Duplication on the Twitter rails
There are many people in Britain who think that rail privatisation has been costly and has ended up with pointless duplication. Not everyone will believe that but take a glance at Twitter to see a prime example.
As I type there’s significant disruption on the railways due to flooding in the north of England. As I type, the east and west coast mainlines are both shut, and the evening sleeper trains apparently cancelled. There’s no replacement transport in most cases as road conditions are too bad for the coaches to run. East Coast, Virgin Trains, Transpennine Express, Scotrail and Northern Rail are all affected.
With all that, some people are heading to Twitter to get information. So important is this method of communication that BBC News even did a report on it.
- One works during the day (@virgintrains), the other is 24/7 (@NRE_Virgin).
- One is run directly by Virgin Trains (that’ll be @virgintrains) and the other is run by National Rail Enquiries (@NRE_Virgin) who are, of course, the official central body handing rail enquiries in the UK
- One has 19,370 followers (@virgintrains), the other has a mere 3,975 (@NRE_Virgin).
To show I’m not picking on Virgin here, it’s a similar case with most UK train companies. There’s @scotrail and @nre_scotrail. There’s @northernrailorg and @nre_northern. And there’s @sw_trains and @nre_swt. And probably countless more examples. It’s not universal – East Coast doesn’t have their own Twitter feed for example – but many other companies do.

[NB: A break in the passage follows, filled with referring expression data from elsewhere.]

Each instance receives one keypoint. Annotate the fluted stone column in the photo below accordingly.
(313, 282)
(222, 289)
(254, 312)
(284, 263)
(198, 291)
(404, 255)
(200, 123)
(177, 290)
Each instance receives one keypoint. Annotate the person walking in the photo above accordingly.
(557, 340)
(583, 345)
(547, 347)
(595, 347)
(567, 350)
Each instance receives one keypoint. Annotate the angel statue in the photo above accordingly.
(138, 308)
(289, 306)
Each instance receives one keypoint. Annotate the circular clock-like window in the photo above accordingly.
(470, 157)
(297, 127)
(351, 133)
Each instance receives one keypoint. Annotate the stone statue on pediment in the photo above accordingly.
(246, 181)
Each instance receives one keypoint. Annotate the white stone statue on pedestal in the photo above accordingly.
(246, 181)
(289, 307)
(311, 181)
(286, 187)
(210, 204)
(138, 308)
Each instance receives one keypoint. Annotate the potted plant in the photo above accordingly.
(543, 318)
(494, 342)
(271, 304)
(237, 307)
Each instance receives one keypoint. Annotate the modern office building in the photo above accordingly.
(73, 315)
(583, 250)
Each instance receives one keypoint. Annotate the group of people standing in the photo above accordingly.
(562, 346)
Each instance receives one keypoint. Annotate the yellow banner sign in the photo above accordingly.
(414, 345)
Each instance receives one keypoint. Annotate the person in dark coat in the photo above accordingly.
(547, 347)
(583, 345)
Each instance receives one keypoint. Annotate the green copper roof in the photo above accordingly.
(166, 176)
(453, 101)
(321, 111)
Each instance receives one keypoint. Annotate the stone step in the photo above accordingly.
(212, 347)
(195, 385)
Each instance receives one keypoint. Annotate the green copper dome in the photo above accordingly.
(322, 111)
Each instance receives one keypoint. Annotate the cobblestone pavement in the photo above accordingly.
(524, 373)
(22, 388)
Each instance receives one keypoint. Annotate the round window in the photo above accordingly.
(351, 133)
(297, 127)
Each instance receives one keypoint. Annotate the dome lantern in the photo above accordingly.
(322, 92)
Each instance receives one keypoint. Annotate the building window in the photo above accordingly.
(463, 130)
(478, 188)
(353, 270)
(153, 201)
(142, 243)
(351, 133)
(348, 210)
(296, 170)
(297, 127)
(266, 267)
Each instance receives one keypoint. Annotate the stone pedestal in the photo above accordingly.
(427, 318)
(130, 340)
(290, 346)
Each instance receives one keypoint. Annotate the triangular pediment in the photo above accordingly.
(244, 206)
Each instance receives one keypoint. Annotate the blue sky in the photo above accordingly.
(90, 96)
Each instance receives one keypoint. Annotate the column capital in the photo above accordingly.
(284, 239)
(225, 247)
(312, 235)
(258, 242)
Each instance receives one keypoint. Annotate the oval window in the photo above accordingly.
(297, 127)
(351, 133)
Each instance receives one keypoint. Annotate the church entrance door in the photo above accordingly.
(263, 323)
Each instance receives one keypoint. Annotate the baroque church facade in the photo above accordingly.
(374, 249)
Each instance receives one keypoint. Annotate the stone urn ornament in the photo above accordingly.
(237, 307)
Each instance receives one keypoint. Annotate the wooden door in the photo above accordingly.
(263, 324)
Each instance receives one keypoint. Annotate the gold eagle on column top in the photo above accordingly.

Of course looking at the above you’ll probably spot a flaw. The Twitter account that most people are likely to follow will be the company-owned one, not the National Rail Enquires one. Yet it’s not the company-owned that has the 24/7 service and will be the most useful for many people.
So here’s an idea. It’s radical I am sure you’ll agree. Why not combine them?
Well probably because in the mess that is our privatised rail system, that would be all far, far too simple.